Aparca el 127 blanco a una manzana del Hospital Clínico y entra enseñando su acreditación del Servicio. Las enfermeras y ordenanzas con que se cruza en los pasillos y en el ascensor se limitan a saludarlo con la cabeza. Compra un café en la máquina expendedora que hay al otro lado de la puerta de la Unidad de Cuidados Intensivos. Contempla el cuerpo inerte de Sara Arta a través de la puerta entreabierta de su habitación. Con la cara demacrada y llena de hematomas. Con los tubos que le salen del pecho y de los brazos y de la mascarilla de oxígeno. Con el cuerpo esquelético debajo de la sábana hospitalaria. Muria se da cuenta de que el hospital es el primer lugar donde ha visto a Sara Arta sin su extraño maquillaje. Se busca el paquete de Rex que lleva en el bolsillo de la pechera y recuerda que no puede fumar en ese lugar. La enfermera lo manda a sentarse en la antesala del pasillo.

Un día más. Dos días más. Tres como mucho. En cuanto le den a Sara Arta el alta hospitalaria ya podrán admitirla en el programa de Protección de Informadores del Ministerio de Defensa. Y él podrá dimitir. Tres días como mucho. Y él podrá perderse en algún lugar remoto de la geografía nacional. De ese país extraño que está reemplazando a España como una infección. Invadiendo más y más territorio a cada día que pasa. Pero no. No como una invasión militar, ni siquiera como una infección. La forma en que la Nueva España está reemplazándolo todo es como un hechizo: como uno de esos hechizos que tienen lugar cuando uno no está mirando. Cada vez que apartas la vista, algo pasa. Si dejas de mirar un banco en el parque durante un segundo, ese banco es devorado por la Nueva España. Con lo cual está claro lo que
no hay que hacer
bajo ninguna circunstancia: no hay que apartar la vista. No hay que cerrar los ojos. Nunca cerrar los ojos. Sentado en la butaca de plástico de la antesala del pasillo, Melitón Muria considera la posibilidad de ir a buscar otro café, pero lo detiene el miedo a dejar de mirar la puerta de la habitación de Sara Arta. Solamente dos o tres días más. Hace mucho calor. Hace tanto calor que uno podría volverse loco. Muria se quita la chaqueta. Se remanga la camisa. Aunque solamente es junio, la temperatura en Barcelona ya ha rebasado las cotas más altas jamás registradas en la ciudad. Los hospitales están recibiendo ancianos con síntomas de deshidratación.
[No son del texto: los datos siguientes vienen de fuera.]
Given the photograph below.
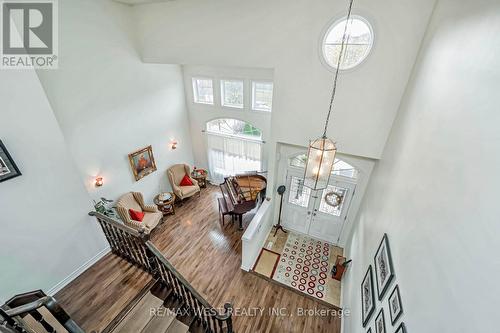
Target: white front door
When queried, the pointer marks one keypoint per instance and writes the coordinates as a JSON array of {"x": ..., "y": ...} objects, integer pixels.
[{"x": 306, "y": 210}]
Asmáticos con problemas respiratorios. Cada vez que uno cierra los ojos, algo pasa. Pero la Unidad de Cuidados Intensivos tiene su personal de servicio durante veinticuatro horas. Tiene circuitos cerrados de televisión. ¿Qué puede pasar si Muria cierra los ojos durante unos segundos? ¿Qué puede pasar si cierra los ojos solamente diez segundos y los vuelve a abrir? Seguramente la Nueva España no puede entrar en
todas partes.

Sueños de coches que estallan. De gente desangrándose en el suelo de sucursales bancarias. Palizas en el bosque. Islotes. Un paseante oscuro, con un sombrero negro que le tapa la cara y un abrigo en cuyo interior esconde una colección de cuchillos.

Cuando vuelve a abrir los ojos, algo ha sucedido. El silencio es demasiado intenso. Muria se restriega los ojos y se pone de pie. Tambaleándose. No hay enfermeras detrás del mostrador. Los monitores del circuito cerrado de televisión no muestran más que nieve blanca chisporroteante. Pantallas en blanco. Pantallas averiadas. No hay emisión. Muria corre por el pasillo y cuando gira la esquina todavía tiene tiempo de ver a la figura de espaldas en el ascensor mientras se cierran las puertas. El cuerpo pequeño y blando de polluelo deforme. De molusco arrancado de su concha. Las puertas del ascensor se cierran detrás de Arístides Lao.